А где же ее любимый лес? Всюду избы, хоромы, леса совсем не видно, очевидно, он закрыт зубчатыми стенами крепости, но за ними проглядывается лишь огромное озеро. Господи, как же она будет жить без леса?! Без милых ей белых берез, могучих, неохватных дубов, разлапистых сосен и елей, без солнечных полянок, усыпанных духмяной земляникой… Она, дитя лесов, и представить себе не могла, что теперь больше не увидит той чарующей красоты, с коей она так прочно сроднилась, и что теперь самый пригожий город покажется ей золотой клеткой.
Слезы выступили на глазах Березини.
— Глянь, дочка, какие нарядные прялки поставлены.
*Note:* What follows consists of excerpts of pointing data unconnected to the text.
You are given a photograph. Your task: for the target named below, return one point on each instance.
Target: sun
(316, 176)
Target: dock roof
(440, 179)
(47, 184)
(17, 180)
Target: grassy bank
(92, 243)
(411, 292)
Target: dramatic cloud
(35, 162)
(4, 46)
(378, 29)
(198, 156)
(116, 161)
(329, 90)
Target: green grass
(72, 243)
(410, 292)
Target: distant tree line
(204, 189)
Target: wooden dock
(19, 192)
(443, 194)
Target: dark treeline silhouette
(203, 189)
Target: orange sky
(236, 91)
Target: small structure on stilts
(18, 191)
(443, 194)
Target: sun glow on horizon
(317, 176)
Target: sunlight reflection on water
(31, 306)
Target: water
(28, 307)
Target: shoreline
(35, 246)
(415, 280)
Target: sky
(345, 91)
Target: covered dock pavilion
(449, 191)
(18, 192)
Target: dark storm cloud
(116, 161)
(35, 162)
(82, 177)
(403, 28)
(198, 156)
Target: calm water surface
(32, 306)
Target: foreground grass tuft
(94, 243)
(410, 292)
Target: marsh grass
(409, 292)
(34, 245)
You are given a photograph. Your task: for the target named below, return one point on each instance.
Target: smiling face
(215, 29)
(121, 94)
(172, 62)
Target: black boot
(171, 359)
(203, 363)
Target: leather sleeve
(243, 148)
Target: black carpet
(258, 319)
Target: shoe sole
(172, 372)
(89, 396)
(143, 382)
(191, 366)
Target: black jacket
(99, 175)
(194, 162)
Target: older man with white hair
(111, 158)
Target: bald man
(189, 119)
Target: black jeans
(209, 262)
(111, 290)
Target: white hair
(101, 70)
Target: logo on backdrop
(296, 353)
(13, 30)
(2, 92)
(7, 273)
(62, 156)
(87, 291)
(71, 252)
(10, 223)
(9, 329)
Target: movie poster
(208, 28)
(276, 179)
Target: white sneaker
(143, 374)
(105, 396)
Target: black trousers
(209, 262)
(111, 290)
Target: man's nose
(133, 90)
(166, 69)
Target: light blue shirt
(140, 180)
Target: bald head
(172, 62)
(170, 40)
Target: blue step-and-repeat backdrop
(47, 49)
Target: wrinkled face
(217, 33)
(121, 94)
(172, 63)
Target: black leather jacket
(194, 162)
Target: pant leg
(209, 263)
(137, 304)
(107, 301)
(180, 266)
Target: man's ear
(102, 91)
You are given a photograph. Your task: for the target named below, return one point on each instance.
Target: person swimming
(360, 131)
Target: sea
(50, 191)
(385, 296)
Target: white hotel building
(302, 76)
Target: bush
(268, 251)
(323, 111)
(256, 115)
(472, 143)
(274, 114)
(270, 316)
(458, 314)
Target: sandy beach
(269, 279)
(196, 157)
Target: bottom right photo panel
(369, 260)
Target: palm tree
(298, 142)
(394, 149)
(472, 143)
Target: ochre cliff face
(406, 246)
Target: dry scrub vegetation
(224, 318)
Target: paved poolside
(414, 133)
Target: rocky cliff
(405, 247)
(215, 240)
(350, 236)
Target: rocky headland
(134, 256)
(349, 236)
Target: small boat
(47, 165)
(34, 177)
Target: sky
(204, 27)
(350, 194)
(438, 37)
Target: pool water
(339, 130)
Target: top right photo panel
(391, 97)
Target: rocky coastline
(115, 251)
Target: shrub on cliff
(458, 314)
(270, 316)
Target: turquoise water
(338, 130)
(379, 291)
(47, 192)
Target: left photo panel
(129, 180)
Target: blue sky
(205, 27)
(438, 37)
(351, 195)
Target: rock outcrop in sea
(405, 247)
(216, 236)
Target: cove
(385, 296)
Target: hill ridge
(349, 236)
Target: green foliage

Здесь и златотканому шитью можно обучаться… А ты зрела одежу, что в повалуше развешена?
Но Березиня не отозвалась, она как будто и не слышала слов матери.
— Да что с тобой, доченька? Аль новой избе не рада?
— Не рада, маменька. Я к лесу привыкла, а здесь всё чужое.
— Еще к болотам, скажи.
— И к болотам, маменька. Где теперь будешь клюкву набирать?